エルデ地方のおよそ3分の1を占める領土と大規模な軍隊を有する、現在のエルデ地方で最大の国力を持つと推測される大帝国。
領土の広さの割には得られる魔法資源があまりにも少ないため、国のライフラインを支える魔法産業には多くの奴隷、魔導師でない人間が生まれつき体に持っている魔力を搾取することでそのエネルギーを賄ってきた。そのため代々統治してきた歴代皇帝の圧政もあってかただ搾取されるだけの側である国民の怒りは増す一方で、王家に対する支持率も非常に低く、国の治安も現状とても悪い。

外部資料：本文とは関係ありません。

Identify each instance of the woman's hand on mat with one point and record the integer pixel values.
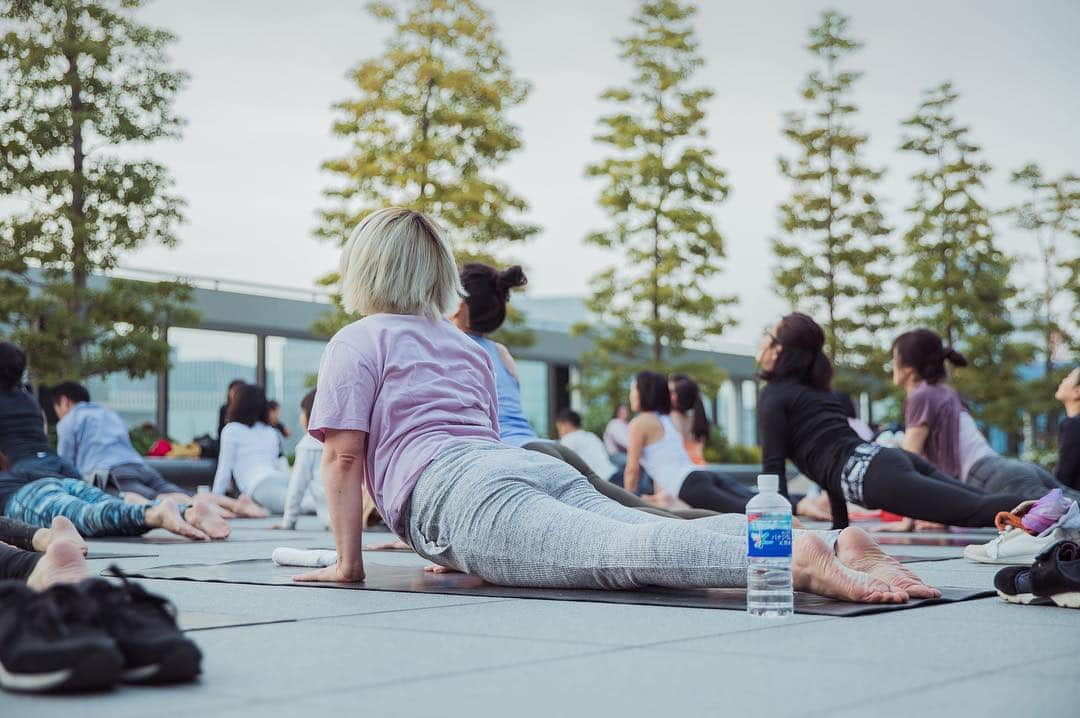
(336, 573)
(390, 545)
(435, 568)
(903, 526)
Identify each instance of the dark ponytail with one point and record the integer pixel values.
(12, 366)
(688, 400)
(487, 292)
(802, 353)
(923, 351)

しかし十数年前、前皇帝『リア』が大規模な産業改革の実施を発表。人の命にも近い魔力を搾取する魔法ではなく、魔法よりコストが高いものの場合によっては魔法よりも膨大なエネルギーを生み出せるという「科学」を産業に取り入れることで腐敗した国家を立て直すと宣言した。その影響で今日の帝国には魔法と科学の混在した施設が多く存在する。

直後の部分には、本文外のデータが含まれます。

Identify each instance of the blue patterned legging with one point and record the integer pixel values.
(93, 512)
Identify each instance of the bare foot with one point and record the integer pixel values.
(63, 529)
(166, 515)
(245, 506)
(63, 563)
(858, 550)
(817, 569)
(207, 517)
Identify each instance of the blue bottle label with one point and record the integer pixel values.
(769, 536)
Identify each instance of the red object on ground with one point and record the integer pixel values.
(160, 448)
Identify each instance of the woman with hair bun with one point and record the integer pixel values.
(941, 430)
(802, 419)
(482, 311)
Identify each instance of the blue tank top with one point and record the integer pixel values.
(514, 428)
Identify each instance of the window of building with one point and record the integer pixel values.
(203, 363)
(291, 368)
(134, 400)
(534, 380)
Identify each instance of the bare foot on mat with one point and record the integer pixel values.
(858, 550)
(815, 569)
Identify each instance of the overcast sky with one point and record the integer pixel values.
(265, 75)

3年前に起きた"反乱"により皇帝リアは『ランス』と名乗るレジスタンス陣営の筆頭に討たれたため、その第一皇子『ディザレス』が次代アンスール皇帝の座を継ぐはずであった。しかし即位直前に、アンスール帝国と技術提携を結んでいる隣国ジュリエーザ共和国に滞在していた際、視察に訪れた国営研究所で発生した爆発事故及び狙撃手(スナイパー)の襲撃により突如消息を絶ったため、急遽実姉のオフィーリアが帝国初の女帝になるという前代未聞の事態が起きた。